A story here is illustrative. I recently had a discussion with a rapidly growing SaaS company CEO. We discussed churn management and how he was planning to manage churn at scale as the company had doubled ARR in the past 12-months. He shared the story of a customer who was going to churn. When his CSM rep notified the CEO of the impending churn, the CEO said, “That makes no sense. Our product has delivered over $100,000 of revenue to the company at an annual cost of under $5,000. Let me talk to the customer.” He indicated when he Zoomed with the customer, he popped a few internal screens and spreadsheets that the customer did not have access to and demonstrated that the product generated in excess of $100,000 of revenue. The customer agreed with the analysis and indicated that he had no idea this was the case. He decided to renew on the spot. The CEO said, “That’s how we plan to deal with churn. Let’s try to scale that for upwards of 10,000 customers!” 

I don’t think so. This is an all-too-common scenario of products designed without explicit attention to making the value they deliver readily apparent to customers on a real-time, self-serve basis. 

Having established the CVR problem, let’s consider a CVR framework that explicitly manages CVR as part of a whole product. Every CVR framework must be born out of customer discovery, in jobs to be done, pain points and desired outcomes. Indeed, outcomes and how the customer expresses them are the language for value realization.

 

There are categories of tools spanning product analytics and CSM that are nearby category neighbors of CVR. At the moment, a key difference between the emerging CVR category and CSM is that CSM is focused on driving product adoption and utilization and not as much on CVR. To be sure, CVR can be difficult to quantify in some product scenarios (e.g., especially where the product value is related to emotional well-being, social good, etc. Example: what would CVR look like for Spotify?). Nonetheless, a focus on CVR is a worthy investment, even in such difficult cases. CVR takes a good deal of experimentation and customer dialog to create acceptable measures of value. 

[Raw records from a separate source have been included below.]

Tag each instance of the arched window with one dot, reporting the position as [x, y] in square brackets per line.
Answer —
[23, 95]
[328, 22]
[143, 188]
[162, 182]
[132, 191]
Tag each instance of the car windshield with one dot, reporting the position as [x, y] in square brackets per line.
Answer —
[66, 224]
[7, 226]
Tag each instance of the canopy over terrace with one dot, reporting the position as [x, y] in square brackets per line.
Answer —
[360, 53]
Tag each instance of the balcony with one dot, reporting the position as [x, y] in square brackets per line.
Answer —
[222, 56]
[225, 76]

Gainsight coined the term value gap. I extend their notion of value gap to customer value realization gap (CVR Gap). Most SaaS products experience some level of a CVR Gap: 

CVR GAP = Product value realized and understood by the customer – 

product value expected by the customer 

Intuitively, a high positive CVR Gap indicates that the value realized and understood by the customer far exceeds the customer’s expectations. This is a good thing, and may well lead to an impressive NRR per customer. A CVR Gap of 0 means the product value realized and understood by the customer matches the customer’s expectations. A high negative CVR Gap indicates that the value realized and understood by the customer does not come close to meeting the customer’s expectations. This is a bad thing. NRR less than 100%  and churn would likely occur in this scenario.

While simple, the formula illuminates a number of key CVR concepts. First, it requires that we understand the value a customer expects from our product. Secondly, it requires that customers can understand and perceive the value they receive from our product. Thirdly, it implies that not all products deliver on the value expected by the customer. Value gaps exist for many reasons, including lack of product x market or customer fit, lack of customer awareness of how to exploit the product to realize value, lack of a self-service CVR capability in the product or the fact that some products simply fail to deliver value. 

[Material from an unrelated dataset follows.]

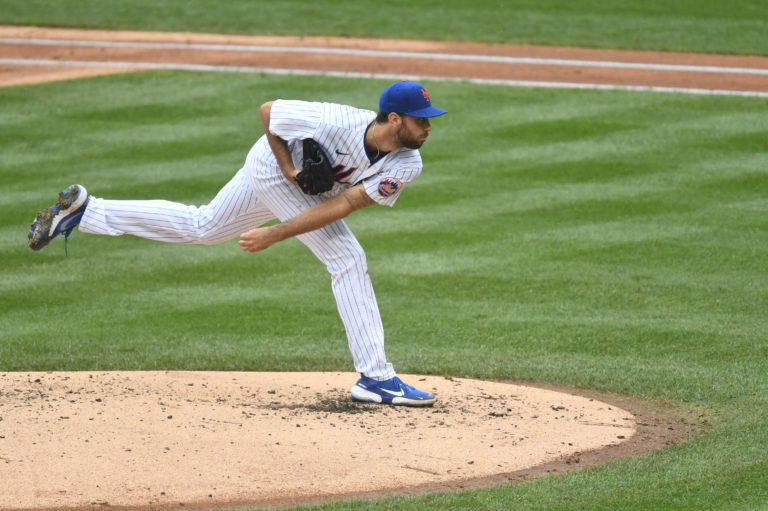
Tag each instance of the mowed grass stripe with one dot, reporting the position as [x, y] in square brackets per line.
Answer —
[616, 245]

Product teams must embrace a customer value realization discipline as part of their product vision and plan. A robust customer value realization capability should be a first class citizen in every product with explicit product management focus. I have seen this focus take two forms. The first is where each product manager explicitly has a CVR capability as part of their product. The second is where a purpose-built CVR product management role is formed to manage the CVR capabilities as a factored out common service across the product suite. 

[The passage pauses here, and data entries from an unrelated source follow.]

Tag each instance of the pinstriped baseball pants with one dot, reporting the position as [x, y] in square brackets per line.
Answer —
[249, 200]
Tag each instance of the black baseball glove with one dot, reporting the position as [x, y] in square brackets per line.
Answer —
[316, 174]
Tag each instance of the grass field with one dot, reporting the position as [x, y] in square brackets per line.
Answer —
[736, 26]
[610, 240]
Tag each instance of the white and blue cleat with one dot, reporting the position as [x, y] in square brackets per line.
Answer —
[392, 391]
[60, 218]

Here is a simple test I use with product teams: 

  • Can you show me the self-service capabilities available to users to demonstrate to them the value they are receiving from your product? 
  • Does your customer routinely acknowledge and affirm the value they receive from your product? 

How would your product team answer these two questions? 

What are your thoughts on value realization? Can you offer examples of products that do CVR well?